Many studies provide direct evidence of a strong correlation between neural plasticity in the central nervous system and changes in auditory performance from amplification. However, as we know, the auditory benefits provided by hearing aids can be affected by many factors including device centred variables such as directional microphone, signal processing and gain settings and people centred variables such as age, attention, motivation and biology [3]. We are not yet aware of a clear relationship between each factor affecting the hearing aid performance and the corresponding cortical plasticity.
Exposure to strong noise induces oxidative stress exceeding the capacity of the antioxidant defence mechanisms in the cochlea through excessive formation of free radicals including reactive oxygen and nitrogen species, which leads to hair cell damage and sensorineural hearing loss. Pharmacological interventions for the prevention or treatment of noise induced hearing loss have been developed by antioxidant drugs increasing the antioxidant defense system destroyed in the cochlea. These antioxidant drugs include N-acetyl-L-cysteine (NAC), acetyl-L-carnitine (ALCAR), and phenyl-N-tert-butylnitrone (PBN), disufenton sodium (NXY-059), and 4-hydroxy PBN (4-OHPBN), which help a recovery of the degenerated synapses in the dorsal cochlear nucleus and brain after noise induced hearing loss [4,5].
The length of recovery in aural rehabilitation, in terms of neural plasticity is directly associated with the age of the subject. The effect of neural plasticity on aural rehabilitation is stronger in subjects than in older ones [6]. However, it has been reported that neural plasticity is not restricted to early periods of development but occurs throughout the life span. Although neural plasticity in adults was observed in changes in cortical and subcortical responses, there is a stability / plasticity dilemma in terms of how the auditory system in adults can be modified by experience without compromising the stability necessary to execute its previously established functions [7].
Conclusion
Although we do not know whether the exact locations of neural plasticity induced by cochlear implantation are different from those of hearing aids, it is clear that the mechanisms of brain reorganisation after aural rehabilitation using cochlear implantation and hearing aids play an important role in auditory improvement.
References
1. Neuman AC. Central auditory system plasticity and aural rehabilitation of adults. Journal of Rehabilitation Research & Development 2005;42(4): 169-86.
2. Petersen B, Gjedde A, Wallentin M, Vuust P. Cortical plasticity after cochlear implantation. Neural Plasticity 2013;2013:318521.
3. Tremblay KL, Miller CW. How neuroscience relates to hearing aid amplification. Neural Plasticity 2014;2014:641652.
4. Du X, Chen K, Choi C-H, et al. Selective degeneration of synapses in the dorsal cochlear nucleus of chinchilla following acoustic trauma and effects of antioxidant treatment. Hearing Research 2012;283:1-13.
5. Choi C-H, Du X,Floyd RA, Kopke RD. Therapeutic effects of orally administered antioxidant drugs on acute noise-induced hearing loss. Free Radical Research 2014;48:264-72.
6. Gabriel D, Veuillet E, Vession JF, Collet L. Rehabilitation plasticity: Influence of hearing aid fitting on frequency discrimination performance near the hearing-loss cut-off. Hearing Research 2006;213:49-57.

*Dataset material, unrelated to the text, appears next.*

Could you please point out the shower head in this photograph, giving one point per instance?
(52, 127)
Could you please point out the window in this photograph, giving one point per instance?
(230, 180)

7. Irvine DRF. Plasticity in the auditory pathway. In: Rees A, Palmer AR (Eds.). The Oxford Handbook of Auditory Science: The Auditory Brain. New York, USA; Oxford University Press; 2010: 397-415.
Declaration of Competing Interests: This research was supported by the Basic Science Research Program through the National Research Foundation of Korea (NRF) funded by the Ministry of Education (2012R1A1A4A01017139).